At the wedding, I was more emotional than I had anticipated during the vows. But I did not hold back any of that emotion. I have learned by now to let my emotions express themselves as they will. And besides, those vows were not empty words to me this time, or rather, concepts that I had not yet experienced. "In sickness and in health." Well, I have a much better appreciation as to what "sickness" can mean now. "For better or for worse." I have plumbed the depths of worse, survived, and am now thriving. Yet the mere act of uttering the words brought back memories to reflect that hard-earned experience, resulting in the flood of emotion. And I was reminded that all our problems in this life are a result of our memories. And that was OK. I was aware of this, and I went with the flow.

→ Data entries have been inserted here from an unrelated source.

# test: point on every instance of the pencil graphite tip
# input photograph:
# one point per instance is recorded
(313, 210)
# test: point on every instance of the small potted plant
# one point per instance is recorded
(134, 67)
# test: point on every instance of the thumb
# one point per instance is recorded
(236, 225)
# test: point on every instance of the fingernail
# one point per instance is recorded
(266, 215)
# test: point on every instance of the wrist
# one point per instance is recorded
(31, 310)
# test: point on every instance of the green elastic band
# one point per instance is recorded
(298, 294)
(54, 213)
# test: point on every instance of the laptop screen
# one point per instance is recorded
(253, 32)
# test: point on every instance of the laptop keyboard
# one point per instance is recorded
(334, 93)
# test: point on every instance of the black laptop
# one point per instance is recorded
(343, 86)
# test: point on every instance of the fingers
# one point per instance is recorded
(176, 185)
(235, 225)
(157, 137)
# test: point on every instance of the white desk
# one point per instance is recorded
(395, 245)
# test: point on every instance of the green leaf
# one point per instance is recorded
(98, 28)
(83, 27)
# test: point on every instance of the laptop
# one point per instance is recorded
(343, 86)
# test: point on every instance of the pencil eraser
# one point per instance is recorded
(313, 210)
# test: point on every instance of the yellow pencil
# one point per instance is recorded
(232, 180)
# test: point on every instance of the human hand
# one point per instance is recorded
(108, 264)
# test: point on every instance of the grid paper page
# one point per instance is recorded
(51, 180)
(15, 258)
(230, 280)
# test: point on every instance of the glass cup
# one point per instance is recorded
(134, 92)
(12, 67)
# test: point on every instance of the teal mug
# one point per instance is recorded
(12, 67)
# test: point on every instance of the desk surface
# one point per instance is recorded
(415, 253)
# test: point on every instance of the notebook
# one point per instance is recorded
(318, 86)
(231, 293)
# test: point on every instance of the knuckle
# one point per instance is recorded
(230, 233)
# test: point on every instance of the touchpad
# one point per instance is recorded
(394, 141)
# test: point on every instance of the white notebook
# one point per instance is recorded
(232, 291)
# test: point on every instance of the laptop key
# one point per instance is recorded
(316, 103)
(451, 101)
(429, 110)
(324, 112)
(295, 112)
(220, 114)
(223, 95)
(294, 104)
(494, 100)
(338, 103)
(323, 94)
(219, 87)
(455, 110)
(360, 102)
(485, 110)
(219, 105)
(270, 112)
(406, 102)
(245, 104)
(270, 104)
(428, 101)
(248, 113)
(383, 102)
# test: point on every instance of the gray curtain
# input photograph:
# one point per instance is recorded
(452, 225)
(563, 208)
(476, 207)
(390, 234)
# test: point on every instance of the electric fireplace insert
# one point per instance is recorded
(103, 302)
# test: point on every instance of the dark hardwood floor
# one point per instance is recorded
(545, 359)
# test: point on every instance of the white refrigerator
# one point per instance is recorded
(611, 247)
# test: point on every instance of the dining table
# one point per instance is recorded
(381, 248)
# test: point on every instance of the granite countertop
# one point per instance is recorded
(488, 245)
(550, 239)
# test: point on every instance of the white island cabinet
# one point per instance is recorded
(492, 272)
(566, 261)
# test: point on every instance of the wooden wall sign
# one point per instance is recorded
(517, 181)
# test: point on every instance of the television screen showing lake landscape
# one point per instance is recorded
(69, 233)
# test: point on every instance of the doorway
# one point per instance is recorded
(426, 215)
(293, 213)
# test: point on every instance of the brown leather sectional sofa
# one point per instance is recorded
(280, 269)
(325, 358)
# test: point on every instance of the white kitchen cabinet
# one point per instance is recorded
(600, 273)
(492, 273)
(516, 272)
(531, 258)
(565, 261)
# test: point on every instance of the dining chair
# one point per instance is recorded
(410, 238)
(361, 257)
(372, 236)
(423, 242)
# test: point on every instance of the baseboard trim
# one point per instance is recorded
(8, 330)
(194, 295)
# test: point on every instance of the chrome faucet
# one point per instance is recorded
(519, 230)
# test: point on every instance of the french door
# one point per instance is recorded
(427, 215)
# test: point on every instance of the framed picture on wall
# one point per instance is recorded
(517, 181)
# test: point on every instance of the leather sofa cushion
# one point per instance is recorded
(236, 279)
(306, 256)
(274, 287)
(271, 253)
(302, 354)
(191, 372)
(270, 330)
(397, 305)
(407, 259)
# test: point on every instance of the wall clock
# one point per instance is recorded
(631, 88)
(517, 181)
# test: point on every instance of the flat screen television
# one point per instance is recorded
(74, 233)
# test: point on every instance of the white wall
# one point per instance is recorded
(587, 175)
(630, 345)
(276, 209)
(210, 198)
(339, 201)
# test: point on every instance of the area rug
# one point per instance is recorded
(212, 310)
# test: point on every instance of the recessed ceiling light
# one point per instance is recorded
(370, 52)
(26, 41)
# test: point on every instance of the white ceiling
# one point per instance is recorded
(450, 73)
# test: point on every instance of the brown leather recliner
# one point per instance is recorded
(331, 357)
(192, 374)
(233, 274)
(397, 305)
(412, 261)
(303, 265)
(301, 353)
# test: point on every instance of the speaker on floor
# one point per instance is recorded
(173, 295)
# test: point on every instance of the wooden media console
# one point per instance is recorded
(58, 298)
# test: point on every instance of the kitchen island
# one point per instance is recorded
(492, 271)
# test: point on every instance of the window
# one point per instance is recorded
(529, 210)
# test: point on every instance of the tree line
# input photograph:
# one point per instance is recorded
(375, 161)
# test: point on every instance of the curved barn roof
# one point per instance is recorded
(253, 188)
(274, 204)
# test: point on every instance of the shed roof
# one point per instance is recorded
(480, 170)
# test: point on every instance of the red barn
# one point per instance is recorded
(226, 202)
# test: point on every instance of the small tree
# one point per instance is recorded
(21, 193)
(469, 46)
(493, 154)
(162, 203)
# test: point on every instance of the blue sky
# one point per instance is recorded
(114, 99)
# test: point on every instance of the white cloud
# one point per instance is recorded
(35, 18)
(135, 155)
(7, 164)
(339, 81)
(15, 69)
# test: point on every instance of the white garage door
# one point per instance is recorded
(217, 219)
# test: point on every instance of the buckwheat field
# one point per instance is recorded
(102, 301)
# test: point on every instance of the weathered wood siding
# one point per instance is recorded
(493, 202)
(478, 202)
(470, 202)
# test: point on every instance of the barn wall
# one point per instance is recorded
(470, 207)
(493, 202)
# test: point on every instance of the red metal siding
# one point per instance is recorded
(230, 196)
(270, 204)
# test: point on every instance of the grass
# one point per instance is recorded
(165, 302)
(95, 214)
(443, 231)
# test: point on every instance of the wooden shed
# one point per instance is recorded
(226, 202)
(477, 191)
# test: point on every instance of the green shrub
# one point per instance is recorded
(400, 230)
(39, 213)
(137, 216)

Am I happy now? Yes. But keep in mind, I was happy before I met my new wife. Or rather, I was at peace. And I am at peace still. Life is different now, sure, but life is always changing. I no longer cling to moments of pleasure and recoil from moments of discomfort. Well, not too much anyway ;-) I observe them and let them go. And yes, I fully participate in them! ;-) Vipassana hasn't made me a doormat. Oh no. It has allowed me to fully enjoy a precious moment and then let it go, thereby freeing me up to fully experience the next moment.

This is a big change from a few years ago. I am now acutely aware of just how much I was living in either the past or the future. Mostly the future. Things were going to be so much better in the future! Well, as Yogi Berra said, the future just ain't what it used to be ;-)

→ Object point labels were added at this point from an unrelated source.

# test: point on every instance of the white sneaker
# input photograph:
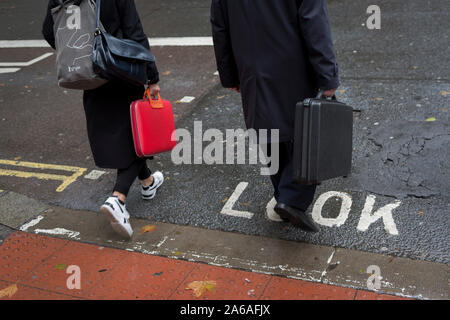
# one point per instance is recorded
(118, 216)
(150, 191)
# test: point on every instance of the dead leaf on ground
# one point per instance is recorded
(61, 266)
(148, 228)
(9, 291)
(200, 287)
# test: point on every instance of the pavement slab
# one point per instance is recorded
(317, 264)
(131, 276)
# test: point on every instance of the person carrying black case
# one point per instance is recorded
(276, 53)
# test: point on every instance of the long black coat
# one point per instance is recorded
(278, 51)
(108, 108)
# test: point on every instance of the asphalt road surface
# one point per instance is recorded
(396, 201)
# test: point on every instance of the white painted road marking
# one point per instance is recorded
(270, 212)
(343, 214)
(60, 232)
(367, 218)
(228, 208)
(28, 63)
(9, 70)
(32, 223)
(155, 42)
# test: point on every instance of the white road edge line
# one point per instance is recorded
(9, 70)
(26, 64)
(32, 223)
(156, 42)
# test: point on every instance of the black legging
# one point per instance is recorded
(126, 177)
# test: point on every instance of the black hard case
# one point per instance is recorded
(323, 140)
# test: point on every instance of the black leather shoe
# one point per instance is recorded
(297, 217)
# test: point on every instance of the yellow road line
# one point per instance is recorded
(66, 180)
(39, 165)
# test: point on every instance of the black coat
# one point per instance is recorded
(108, 108)
(278, 51)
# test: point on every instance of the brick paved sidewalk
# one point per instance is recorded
(34, 267)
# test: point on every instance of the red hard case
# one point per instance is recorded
(153, 126)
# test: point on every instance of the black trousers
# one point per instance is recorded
(286, 191)
(126, 177)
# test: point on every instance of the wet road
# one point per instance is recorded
(397, 200)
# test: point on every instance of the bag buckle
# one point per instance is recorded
(154, 103)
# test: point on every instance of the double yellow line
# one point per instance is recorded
(66, 180)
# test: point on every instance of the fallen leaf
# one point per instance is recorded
(200, 287)
(148, 228)
(9, 291)
(61, 267)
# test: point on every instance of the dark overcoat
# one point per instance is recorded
(278, 52)
(107, 108)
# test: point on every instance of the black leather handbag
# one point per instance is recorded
(119, 58)
(323, 140)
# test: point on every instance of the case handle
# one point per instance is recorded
(320, 95)
(155, 103)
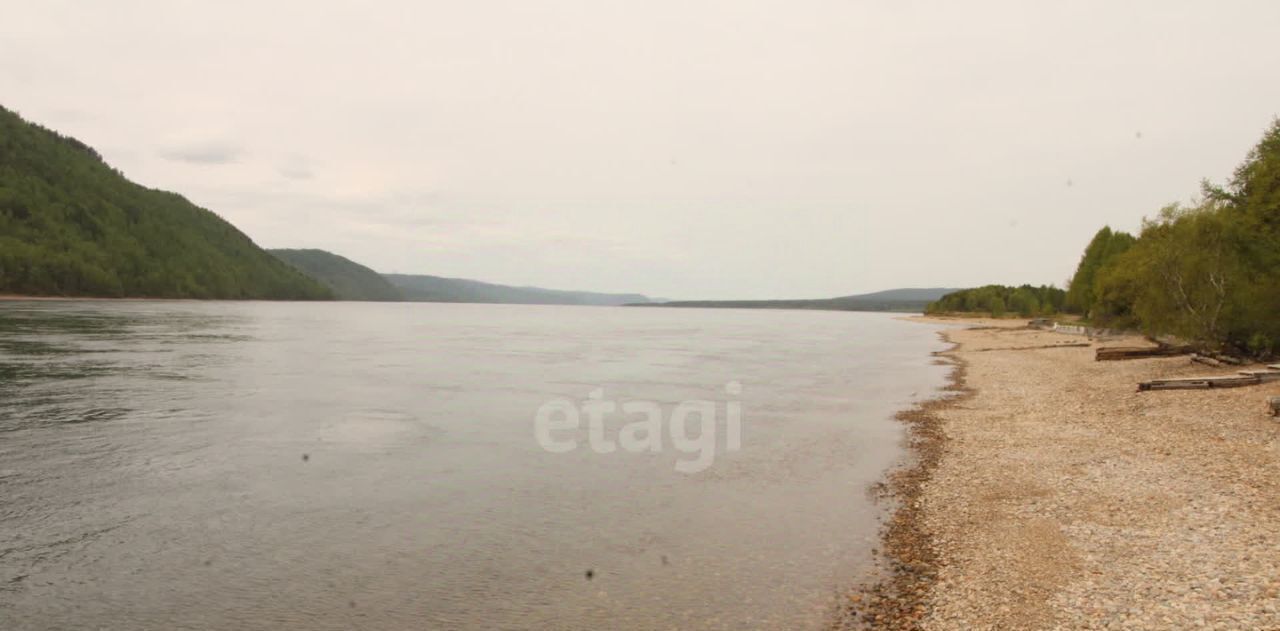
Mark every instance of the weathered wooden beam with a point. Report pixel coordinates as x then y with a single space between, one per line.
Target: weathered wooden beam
1133 352
1198 383
1264 375
1207 361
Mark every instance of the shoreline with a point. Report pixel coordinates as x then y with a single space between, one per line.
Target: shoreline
1042 490
906 563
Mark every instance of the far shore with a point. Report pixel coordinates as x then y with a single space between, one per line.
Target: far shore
1047 493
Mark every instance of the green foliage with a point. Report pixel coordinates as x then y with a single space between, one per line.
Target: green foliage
997 301
1106 245
1210 271
72 225
346 278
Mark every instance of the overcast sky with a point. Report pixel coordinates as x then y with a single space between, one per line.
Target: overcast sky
727 149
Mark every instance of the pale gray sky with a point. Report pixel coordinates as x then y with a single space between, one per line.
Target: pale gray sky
727 149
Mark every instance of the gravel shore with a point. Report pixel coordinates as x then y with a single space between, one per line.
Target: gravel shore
1050 494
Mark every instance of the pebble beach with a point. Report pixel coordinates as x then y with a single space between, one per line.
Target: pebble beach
1047 493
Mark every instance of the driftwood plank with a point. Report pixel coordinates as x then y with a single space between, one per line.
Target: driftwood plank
1207 361
1264 375
1198 383
1133 352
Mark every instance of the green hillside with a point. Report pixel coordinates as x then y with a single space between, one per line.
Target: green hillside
346 278
73 225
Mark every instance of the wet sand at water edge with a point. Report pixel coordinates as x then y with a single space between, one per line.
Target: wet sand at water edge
1048 493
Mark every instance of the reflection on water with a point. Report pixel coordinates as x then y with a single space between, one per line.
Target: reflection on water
172 465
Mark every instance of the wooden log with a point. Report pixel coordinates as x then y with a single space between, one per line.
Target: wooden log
1198 383
1207 361
1133 352
1228 359
1264 375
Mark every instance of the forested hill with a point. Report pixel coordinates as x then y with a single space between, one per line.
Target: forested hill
346 278
910 300
73 225
421 288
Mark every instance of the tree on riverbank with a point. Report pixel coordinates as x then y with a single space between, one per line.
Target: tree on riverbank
1208 271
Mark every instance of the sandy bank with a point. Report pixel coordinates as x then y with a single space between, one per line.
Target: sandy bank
1054 495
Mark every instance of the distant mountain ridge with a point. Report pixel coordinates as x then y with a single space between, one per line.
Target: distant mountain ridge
905 300
425 288
346 278
73 225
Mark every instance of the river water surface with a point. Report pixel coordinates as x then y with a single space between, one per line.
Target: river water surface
252 465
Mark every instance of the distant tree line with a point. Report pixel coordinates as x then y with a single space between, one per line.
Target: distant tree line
1025 301
1207 271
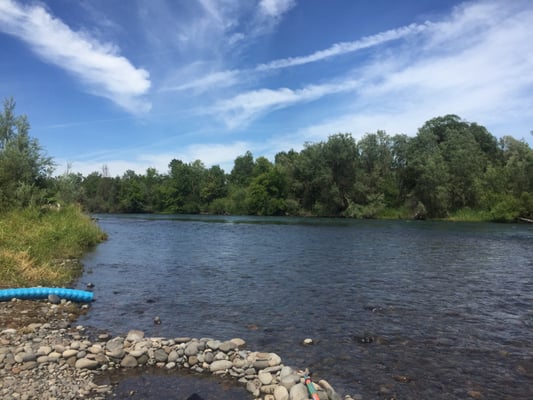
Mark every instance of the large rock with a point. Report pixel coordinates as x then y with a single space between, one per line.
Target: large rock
298 392
129 361
134 335
265 377
191 349
220 365
280 393
227 346
86 363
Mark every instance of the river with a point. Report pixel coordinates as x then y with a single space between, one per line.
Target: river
397 309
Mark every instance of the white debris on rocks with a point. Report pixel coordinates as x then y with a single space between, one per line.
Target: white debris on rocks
61 363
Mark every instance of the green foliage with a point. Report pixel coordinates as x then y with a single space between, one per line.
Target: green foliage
23 166
451 169
40 246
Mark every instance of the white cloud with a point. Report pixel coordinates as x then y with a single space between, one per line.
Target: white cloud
342 48
215 79
222 154
244 107
98 65
275 8
476 64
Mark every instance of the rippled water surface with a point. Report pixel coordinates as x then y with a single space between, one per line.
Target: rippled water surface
406 310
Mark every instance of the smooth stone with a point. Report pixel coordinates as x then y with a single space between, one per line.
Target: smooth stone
298 392
170 365
281 393
227 346
238 341
289 380
160 355
253 387
134 335
129 361
213 344
261 364
139 352
265 377
220 365
116 353
191 349
172 356
86 363
96 349
44 350
209 357
332 395
115 344
286 371
274 360
42 359
70 353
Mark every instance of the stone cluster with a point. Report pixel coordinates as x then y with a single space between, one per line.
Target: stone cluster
58 362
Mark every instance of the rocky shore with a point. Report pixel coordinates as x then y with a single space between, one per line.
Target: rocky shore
44 355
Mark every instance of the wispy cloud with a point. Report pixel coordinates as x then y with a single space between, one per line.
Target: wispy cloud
342 48
242 108
98 65
116 164
476 63
232 77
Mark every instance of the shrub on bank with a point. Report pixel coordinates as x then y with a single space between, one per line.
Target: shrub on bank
42 246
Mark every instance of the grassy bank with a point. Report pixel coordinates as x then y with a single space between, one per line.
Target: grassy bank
43 246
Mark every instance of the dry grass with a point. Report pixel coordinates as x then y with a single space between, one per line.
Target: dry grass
34 245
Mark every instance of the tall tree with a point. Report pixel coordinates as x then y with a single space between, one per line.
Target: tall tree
24 168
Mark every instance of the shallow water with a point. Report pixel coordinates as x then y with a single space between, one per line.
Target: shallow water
398 309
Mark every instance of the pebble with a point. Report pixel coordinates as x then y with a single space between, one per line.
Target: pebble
55 361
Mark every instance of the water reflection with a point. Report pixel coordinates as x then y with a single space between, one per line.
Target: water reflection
446 307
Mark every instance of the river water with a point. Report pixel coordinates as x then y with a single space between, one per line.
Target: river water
397 309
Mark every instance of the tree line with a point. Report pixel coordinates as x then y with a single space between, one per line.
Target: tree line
451 167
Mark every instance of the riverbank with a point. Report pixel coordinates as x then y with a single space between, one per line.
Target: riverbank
42 246
43 354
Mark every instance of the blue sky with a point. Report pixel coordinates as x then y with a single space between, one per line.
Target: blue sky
134 84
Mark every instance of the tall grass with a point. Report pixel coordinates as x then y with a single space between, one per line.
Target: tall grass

Over the last month or so, I've spent a good deal of time pondering just what grief and bereavement are. I think I've come to the conclusion that they are a devastation of our ego. It is our ego that is shattered. So much of who we thought we were was knit together with the life of our dead spouse. When our spouse died, our ego was undone — shattered. It reacted violently, causing a painful frenzy of thoughts about the past and a gut-wrenching deluge of anxieties about the future. It is almost like our ego is bent and determined to ensure we never spend a moment focused on the now, the present moment. Why? Because that is the beginning of the end of the ego.

Being present with right now, the present moment, is the key to fully healing from the pain of bereavement. If you examine the list I made at the beginning of June of ways to facilitate grieving, notice how each one of them is intended to focus your attention on the present moment. It is only in the present moment that we can be at peace. And really, it is only in the present moment that we can be at all.